The chilly winter is finally behind us and it's time to think about jumping in the pool. Consider safety as you kick-start the swimming season, not only for children, but also for your pets and other wildlife. According to recent statistics, there are more than 8 million swimming pools in the United States, and an estimated 1 of every 1,027 pets drown in pools each year. Here are some safety tips from the Humane Society of the United States, the American Society for the Prevention of Cruelty to Animals and petplace.com to help you lower the risk of animals drowning in pools. Times staff writer
• Don't leave pets unsupervised in a yard with a pool. Not all dogs are good swimmers.
•Try to keep pets from drinking pool water, which contains chlorine and other chemicals that could cause stomach upset.

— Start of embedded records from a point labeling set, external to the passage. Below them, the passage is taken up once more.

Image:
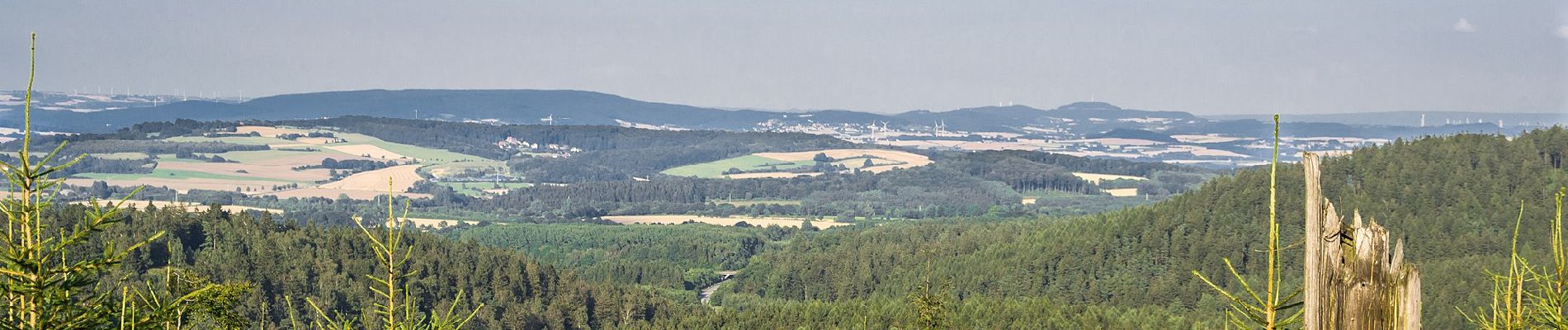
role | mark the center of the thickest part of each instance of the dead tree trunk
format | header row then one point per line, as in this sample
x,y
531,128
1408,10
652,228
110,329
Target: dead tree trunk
x,y
1353,280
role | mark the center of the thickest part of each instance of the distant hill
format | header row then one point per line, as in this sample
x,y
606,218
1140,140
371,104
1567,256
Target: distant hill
x,y
532,105
517,106
1126,134
1101,110
1413,118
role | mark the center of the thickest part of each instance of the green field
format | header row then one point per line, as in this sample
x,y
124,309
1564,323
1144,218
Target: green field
x,y
231,139
716,169
428,155
756,202
120,155
477,188
176,174
444,171
259,155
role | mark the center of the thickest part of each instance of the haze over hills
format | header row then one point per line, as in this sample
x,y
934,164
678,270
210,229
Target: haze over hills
x,y
1415,118
102,113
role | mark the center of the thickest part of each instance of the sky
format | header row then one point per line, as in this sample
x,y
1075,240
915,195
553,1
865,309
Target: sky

•Install a see-through fence around the pool to keep out animals.
• When building a pool, design lounge ledges along the sides. These are usually just below the water's surface and allow animals shallow areas from which to drink and an easy escape route from the water. Remember to show your dog where the exits are, and teach him or her several times.
• Keep doors to the pool securely closed. Many dogs and cats can nose open doors, so make sure there is no gap between the door jam or sliding glass door runner and the door itself.
• Buy a floating pool alarm device. These float in your pool and go off if the surface of the pool is disturbed. Have it designed so the alarm sounds outside and inside your home. Infrared beams can also alert you.
• Disperse knotted nylon ropes at strategic locations along the sides. Make sure the knot is at the water's surface so the animal can more easily climb out. (This technique only works for climbing animals, such as raccoons, mice and squirrels).
• Install one or more water-exit devices such as the Skamper-Ramp (www. skamper-ramp.com/home.asp?pid=1) or Frog Log (www.froglog.us/). Both are buoyant devices that are placed in the water along the pool's edge and allow animals to get out on their own. Because of their white color they are highly visible to animals.
• Make sure your pool's chemical balance is correct to keep your pets from getting sick.
•Hose down your dog with freshwater after playtime to get the chlorine out of the fur.